Performance of circular concrete-filled fiber-reinforced polymer-steel composite tube columns under axial compression

Abstract

A concrete-filled fiber-reinforced polymer-steel composite tube column consisting of inner concrete and an exterior fiber-reinforced polymer-steel tube was studied in this paper. A total of 22 specimens were tested under axial compression to investigate the performance of the circular concrete-filled fiber-reinforced polymer-steel composite tube columns. The main experimental parameters were the thickness of the steel tube, the number of fiber-reinforced polymer layers, the type of fiber-reinforced polymer, and the hybridization of fiber-reinforced polymer, in which basalt-fiber-reinforced polymer was used to manufacture concrete-filled fiber-reinforced polymer-steel composite tube columns and was compared with carbon fiber-reinforced polymer.

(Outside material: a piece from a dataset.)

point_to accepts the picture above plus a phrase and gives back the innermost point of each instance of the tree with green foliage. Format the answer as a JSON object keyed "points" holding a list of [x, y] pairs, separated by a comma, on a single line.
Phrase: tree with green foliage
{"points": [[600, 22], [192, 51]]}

The test results showed that local buckling of the steel tube can be suppressed and even prevented effectively with fiber-reinforced polymer strengthening, and the compressive strength of the concrete-filled fiber-reinforced polymer-steel composite tube specimens is enhanced by the external fiber-reinforced polymer confinement compared with that of the concrete-filled steel tube specimens. With the increase in the number of fiber-reinforced polymer layers or with a larger ultimate tensile strain in the fiber-reinforced polymer, the peak axial strain corresponding to fiber-reinforced polymer fracture increases accordingly. A new model that considers composite action was developed for strength prediction of concrete-filled fiber-reinforced polymer-steel composite tube columns, and the analytical results agree well with the experimental results.